Die Beibehaltung des Proporzes – dass also die Sitze in der Landesregierung automatisch den größten Parteien zufallen – sieht Johann Gansterer, Bezirkssprecher der Grünen, als „Knackpunkt“ in der jetzigen Situation. „Weil man in den Regierungsverhandlungen gesehen hat, dass da jemand zusammenarbeitet, der eigentlich nicht miteinander will.“ Hätte man den „unsäglichen, nicht mehr zeitgemäßen Proporz“, so Gansterer wörtlich, abgeschafft, wäre auch eine ÖVP-Regierung mit Grünen und NEOS möglich gewesen. „Dass die Grünen mit einer ÖVP-FPÖ-Regierung grundsätzlich keine Freude haben, ist logisch. Ich orte jedenfalls nicht sehr viel Zukunftsfähigkeit, vor allem, was Umwelt- und Klimathemen betrifft“, so Gansterer. Unter diesen Vorzeichen sei es auch klar, dass man Mikl-Leitner bei der Landeshauptfrau-Wahl nicht unterstützen werde.

Gemeinderätin und Bezirksspitzenkandidatin Birgit Ehold, die ihre Partei, die NEOS, auch in Zukunft als „starke Opposition“ sieht, reagiert mit gemischten Gefühlen auf das Übereinkommen.
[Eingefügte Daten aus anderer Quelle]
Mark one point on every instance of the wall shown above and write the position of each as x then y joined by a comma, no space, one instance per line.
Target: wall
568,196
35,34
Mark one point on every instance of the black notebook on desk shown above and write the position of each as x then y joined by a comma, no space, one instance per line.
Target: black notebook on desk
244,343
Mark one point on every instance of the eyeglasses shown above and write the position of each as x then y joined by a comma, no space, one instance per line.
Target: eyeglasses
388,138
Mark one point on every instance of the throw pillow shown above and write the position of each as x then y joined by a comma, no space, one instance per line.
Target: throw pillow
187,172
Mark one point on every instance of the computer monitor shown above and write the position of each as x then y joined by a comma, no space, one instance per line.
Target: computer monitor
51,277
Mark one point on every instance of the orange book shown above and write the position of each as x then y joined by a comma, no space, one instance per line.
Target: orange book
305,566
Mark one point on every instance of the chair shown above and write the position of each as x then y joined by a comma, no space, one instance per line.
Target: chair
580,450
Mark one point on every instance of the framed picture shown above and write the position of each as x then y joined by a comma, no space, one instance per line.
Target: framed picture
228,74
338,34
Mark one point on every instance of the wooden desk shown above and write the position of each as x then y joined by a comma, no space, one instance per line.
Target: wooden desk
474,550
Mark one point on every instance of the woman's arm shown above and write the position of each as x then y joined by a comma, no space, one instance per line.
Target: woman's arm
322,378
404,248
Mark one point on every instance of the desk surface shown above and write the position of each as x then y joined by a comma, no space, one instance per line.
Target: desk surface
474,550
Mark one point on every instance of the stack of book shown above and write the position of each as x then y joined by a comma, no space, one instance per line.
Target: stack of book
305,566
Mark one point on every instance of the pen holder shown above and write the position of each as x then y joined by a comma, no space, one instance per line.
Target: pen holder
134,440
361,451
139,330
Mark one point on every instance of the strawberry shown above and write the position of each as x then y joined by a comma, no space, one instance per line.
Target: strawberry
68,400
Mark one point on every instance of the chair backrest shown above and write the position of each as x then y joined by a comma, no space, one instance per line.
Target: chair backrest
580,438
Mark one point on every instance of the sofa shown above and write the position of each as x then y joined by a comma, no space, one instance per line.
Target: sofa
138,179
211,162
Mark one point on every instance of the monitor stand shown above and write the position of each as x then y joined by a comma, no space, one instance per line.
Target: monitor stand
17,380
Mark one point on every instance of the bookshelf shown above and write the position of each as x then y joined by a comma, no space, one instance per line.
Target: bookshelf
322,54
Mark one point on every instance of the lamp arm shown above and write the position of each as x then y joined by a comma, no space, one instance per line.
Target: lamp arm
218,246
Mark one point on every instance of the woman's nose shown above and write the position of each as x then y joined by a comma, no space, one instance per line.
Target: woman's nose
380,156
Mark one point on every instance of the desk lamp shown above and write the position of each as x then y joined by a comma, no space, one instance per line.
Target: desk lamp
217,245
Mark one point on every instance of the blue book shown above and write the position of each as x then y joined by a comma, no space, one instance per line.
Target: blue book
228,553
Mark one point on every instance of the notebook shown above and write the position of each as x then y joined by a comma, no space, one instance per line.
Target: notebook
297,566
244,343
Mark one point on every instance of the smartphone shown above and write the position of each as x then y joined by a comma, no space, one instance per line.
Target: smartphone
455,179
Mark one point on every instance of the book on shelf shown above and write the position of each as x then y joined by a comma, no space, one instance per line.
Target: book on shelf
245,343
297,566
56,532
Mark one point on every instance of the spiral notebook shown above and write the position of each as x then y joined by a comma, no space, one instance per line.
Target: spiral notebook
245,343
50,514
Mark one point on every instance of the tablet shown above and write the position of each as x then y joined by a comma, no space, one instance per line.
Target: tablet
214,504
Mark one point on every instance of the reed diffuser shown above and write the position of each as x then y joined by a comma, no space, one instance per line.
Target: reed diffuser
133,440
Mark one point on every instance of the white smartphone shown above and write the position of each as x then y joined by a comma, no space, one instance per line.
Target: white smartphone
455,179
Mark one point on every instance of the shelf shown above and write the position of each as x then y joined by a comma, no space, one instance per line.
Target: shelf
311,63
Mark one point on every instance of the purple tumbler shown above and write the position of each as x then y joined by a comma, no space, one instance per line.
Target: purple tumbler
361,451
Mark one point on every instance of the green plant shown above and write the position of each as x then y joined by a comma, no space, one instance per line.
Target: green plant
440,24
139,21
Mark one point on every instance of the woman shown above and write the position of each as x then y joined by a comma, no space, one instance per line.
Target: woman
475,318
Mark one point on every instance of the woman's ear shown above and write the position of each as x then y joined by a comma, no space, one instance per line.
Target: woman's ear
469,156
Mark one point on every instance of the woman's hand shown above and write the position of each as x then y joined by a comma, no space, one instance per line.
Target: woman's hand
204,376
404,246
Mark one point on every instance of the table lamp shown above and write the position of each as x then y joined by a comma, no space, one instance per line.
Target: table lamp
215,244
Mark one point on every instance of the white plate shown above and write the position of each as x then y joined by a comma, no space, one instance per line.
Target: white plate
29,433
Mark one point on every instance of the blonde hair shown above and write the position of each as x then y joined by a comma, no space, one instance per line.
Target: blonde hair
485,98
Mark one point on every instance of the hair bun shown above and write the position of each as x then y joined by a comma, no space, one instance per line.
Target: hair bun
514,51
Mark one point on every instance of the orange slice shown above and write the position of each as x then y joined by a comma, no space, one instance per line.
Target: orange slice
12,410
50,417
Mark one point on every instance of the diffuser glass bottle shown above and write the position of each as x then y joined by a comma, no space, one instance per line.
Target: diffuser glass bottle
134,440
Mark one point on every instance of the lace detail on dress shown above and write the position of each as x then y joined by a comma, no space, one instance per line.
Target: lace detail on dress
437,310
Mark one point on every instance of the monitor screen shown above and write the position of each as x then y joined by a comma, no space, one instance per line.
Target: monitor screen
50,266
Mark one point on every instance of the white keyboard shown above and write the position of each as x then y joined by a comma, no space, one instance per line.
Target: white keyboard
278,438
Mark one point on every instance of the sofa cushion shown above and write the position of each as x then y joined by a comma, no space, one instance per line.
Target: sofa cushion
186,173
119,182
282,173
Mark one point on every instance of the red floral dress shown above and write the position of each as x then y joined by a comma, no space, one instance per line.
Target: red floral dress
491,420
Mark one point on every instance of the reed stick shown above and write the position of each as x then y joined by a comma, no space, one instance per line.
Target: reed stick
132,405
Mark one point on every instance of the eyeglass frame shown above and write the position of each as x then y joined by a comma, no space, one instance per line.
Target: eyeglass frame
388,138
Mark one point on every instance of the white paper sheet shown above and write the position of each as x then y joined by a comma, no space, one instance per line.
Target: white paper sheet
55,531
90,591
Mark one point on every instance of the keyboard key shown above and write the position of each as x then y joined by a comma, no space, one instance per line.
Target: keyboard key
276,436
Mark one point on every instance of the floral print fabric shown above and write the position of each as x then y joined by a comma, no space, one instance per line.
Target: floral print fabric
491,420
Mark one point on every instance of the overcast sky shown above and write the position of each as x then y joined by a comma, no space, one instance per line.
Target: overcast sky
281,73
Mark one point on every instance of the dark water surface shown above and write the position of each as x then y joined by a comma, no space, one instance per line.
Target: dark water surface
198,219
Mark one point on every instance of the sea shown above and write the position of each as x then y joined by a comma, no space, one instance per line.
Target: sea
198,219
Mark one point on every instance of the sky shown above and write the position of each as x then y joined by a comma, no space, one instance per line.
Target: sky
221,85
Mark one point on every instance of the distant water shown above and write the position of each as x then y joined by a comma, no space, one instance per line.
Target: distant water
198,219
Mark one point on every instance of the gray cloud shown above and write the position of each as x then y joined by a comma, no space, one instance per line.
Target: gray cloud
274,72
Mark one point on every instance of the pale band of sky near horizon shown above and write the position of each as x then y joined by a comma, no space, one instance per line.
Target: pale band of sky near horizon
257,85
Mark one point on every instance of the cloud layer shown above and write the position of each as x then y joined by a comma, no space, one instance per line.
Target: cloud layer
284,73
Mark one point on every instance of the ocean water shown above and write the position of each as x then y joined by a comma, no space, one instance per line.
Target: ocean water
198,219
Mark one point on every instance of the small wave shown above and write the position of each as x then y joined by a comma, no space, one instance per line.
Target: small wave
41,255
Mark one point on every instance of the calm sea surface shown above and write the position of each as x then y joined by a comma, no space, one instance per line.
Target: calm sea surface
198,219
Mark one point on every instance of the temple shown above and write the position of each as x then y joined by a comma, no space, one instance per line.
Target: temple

In den Bereichen Bildung, Transparenz sowie einer „gerechten Asylpolitik“ erwartet sie keine Erfolge, außerdem bezweifelt sie, dass NÖ „auch in Zukunft ein tolerantes, offenes und vielfältiges Land bleiben wird“, wie sie sagt. Für das „Corona-Kapitel“, welches sich in den letzten Tagen besonders viel Kritik einhandelte, symbolisiert Ehold aber Verständnis: „Die ausgrenzende und zu keinem Zeitpunkt evidenzbasierte Corona-Politik hat der FPÖ in die Hände gespielt. Es ist für mich noch immer nicht nachvollziehbar und stimmt mich darüber hinaus traurig, dass es dazu kommen musste, und nicht von allen Parteien rechtzeitig erkannt wurde, dass das nicht passieren hätte dürfen.“

Offene Kritik und Zweifel an dem schwarz-blauen Pakt gibt es aber auch aus den Reihen der ÖVP. Niemand Geringerer als Neunkirchens Bürgermeister Herbert Osterbauer zeigt sich „nicht sehr glücklich“ über die Entscheidung. „Ich bin sehr überrascht, dass man nach heftigen Angriffen im Vorfeld noch zusammengekommen ist. Da sind viele Scherben zu kitten.“ Er sei „skeptisch“, was die Zukunft dieser Zusammenarbeit betrifft, sagt er.